BEINECKE VISITING FELLOW TALK

December 4, 2012

BEINECKE VISITING FELLOW TALK
What Will Lettrism Turn Out to Be?
Wednesday, December 12, 2012 at 1:00 pm
Beinecke Library, Room 39

Published in 1954, Maurice Lemaître’s What is Lettrism? sought to define a movement that had been making headlines in Paris for nearly a decade. No arena of avant-garde experimentation seemed beyond its reach. Poetry, music, literature, painting, sculpture, architecture—the Lettrists announced a new approach to all of them. And in fact the creative energy unleashed by the movement rippled across postwar Europe (and well beyond) for decades to come. Yet today Lettrism is virtually unknown. Beyond a small coterie of initiates, combatants, and connoisseurs, it is remembered at best as a “precursor” of Situationism, or perhaps an esoteric form of Concrete Poetry. Now finishing a two-month fellowship at Beinecke, Frédéric Acquaviva will reveal some of the discoveries from his first plunge into the massive archive of Maurice Lemaître, acquired by Beinecke in 2009, as he discusses his continuing struggle to define Lettrism’s legacy in the tweny-first century, a task that has kept him busy for more than fifteen years.

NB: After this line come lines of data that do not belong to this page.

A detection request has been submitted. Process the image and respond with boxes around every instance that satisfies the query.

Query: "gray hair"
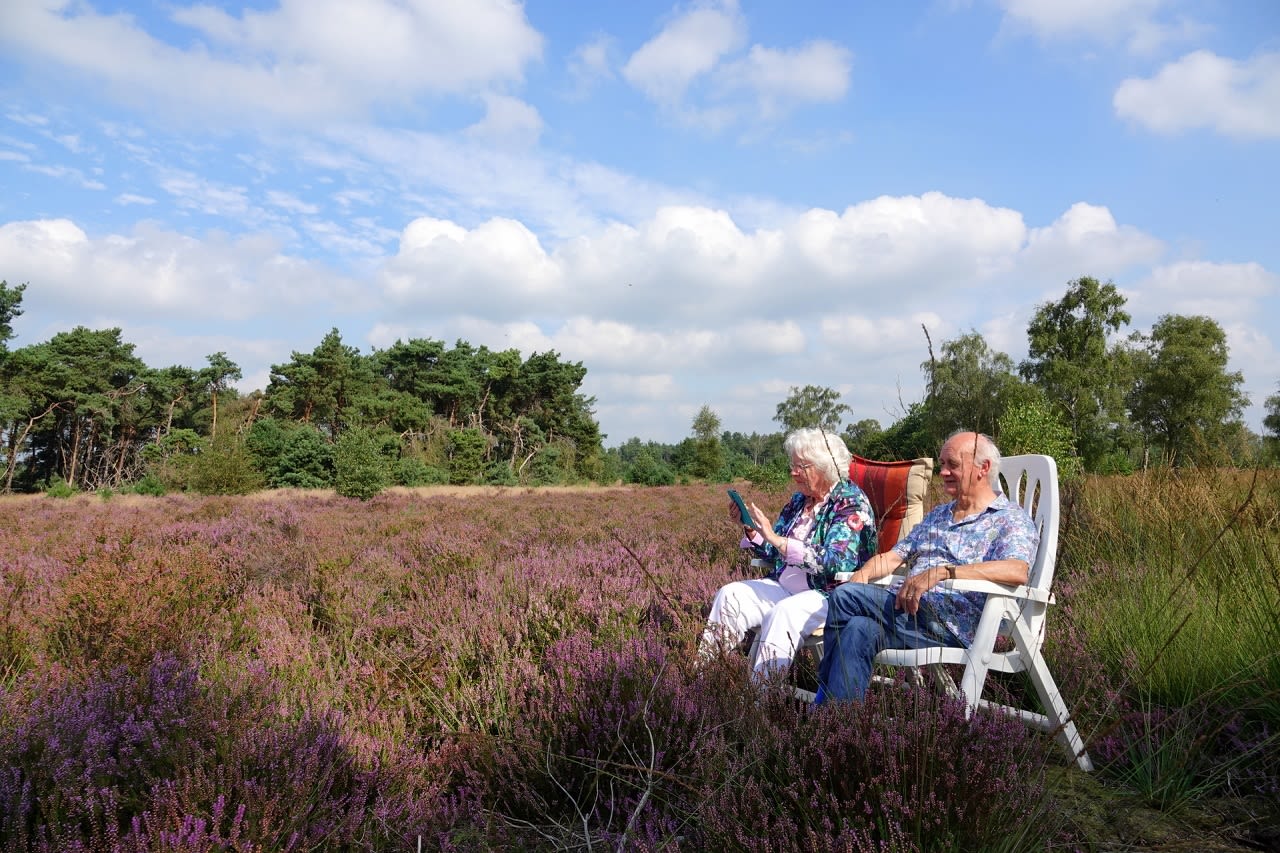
[944,430,1002,484]
[783,428,852,483]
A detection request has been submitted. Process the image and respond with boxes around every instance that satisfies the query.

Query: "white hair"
[783,428,852,482]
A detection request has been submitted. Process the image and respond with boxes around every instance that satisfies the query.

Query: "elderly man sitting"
[816,431,1038,703]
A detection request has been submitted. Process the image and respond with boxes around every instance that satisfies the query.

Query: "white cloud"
[567,34,616,98]
[589,372,679,402]
[621,2,852,128]
[996,0,1160,41]
[5,111,48,128]
[623,1,747,105]
[1128,260,1278,322]
[266,190,319,216]
[821,312,946,356]
[25,163,106,190]
[464,94,544,145]
[1,0,544,126]
[1114,51,1280,139]
[159,172,250,217]
[0,218,360,323]
[1018,202,1165,280]
[377,195,1164,331]
[115,193,156,206]
[718,41,851,117]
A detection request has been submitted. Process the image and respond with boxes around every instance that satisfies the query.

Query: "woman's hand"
[728,497,767,532]
[744,500,770,533]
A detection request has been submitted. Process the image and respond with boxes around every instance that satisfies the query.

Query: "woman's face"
[789,456,831,499]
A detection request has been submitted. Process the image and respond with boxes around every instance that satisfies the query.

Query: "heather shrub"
[441,630,1054,852]
[0,655,438,852]
[38,535,231,671]
[0,656,210,849]
[442,629,751,849]
[695,681,1054,853]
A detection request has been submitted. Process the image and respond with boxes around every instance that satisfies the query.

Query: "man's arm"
[848,550,907,583]
[895,558,1029,615]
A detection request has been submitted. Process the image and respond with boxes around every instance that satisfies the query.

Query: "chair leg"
[1007,620,1093,772]
[1025,655,1094,771]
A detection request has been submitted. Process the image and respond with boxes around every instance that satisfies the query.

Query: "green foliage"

Frédéric Acquaviva is a French composer living in Berlin. Working with authors such as Pierre Guyotat and Jean-Luc Parant, Frédéric composes experimental music and sound installations that focus on the possibilities of the voice. He is a specialist in the history of Lettrism and sound poetry and has orchestrated and produced the symphonies of Isidore Isou, Gabriel Pomerand, and Maurice Lemaître. In the last two years, Frédéric curated a major exhibition on Gil J Wolman, I am Immortal and Alive, at Barcelona’s MACBA, the first Parisian retrospective on Lettrism, Bientôt les Lettristes (with Bernard Blistène) in the Passage de Retz, and Specters of Artaud: Language and the Arts in the 1950s (with Kaira Cabanas) at the Reina Sofia in Madrid. He has written monographs on Jacques Spacagna and Bernard Heidsieck, and produced Radio/Phonies, a show on various artists and poets, including Henri Chopin, Marcel Hanoun, Pierre Albert-Birot, and Otto Muehl, for France Culture.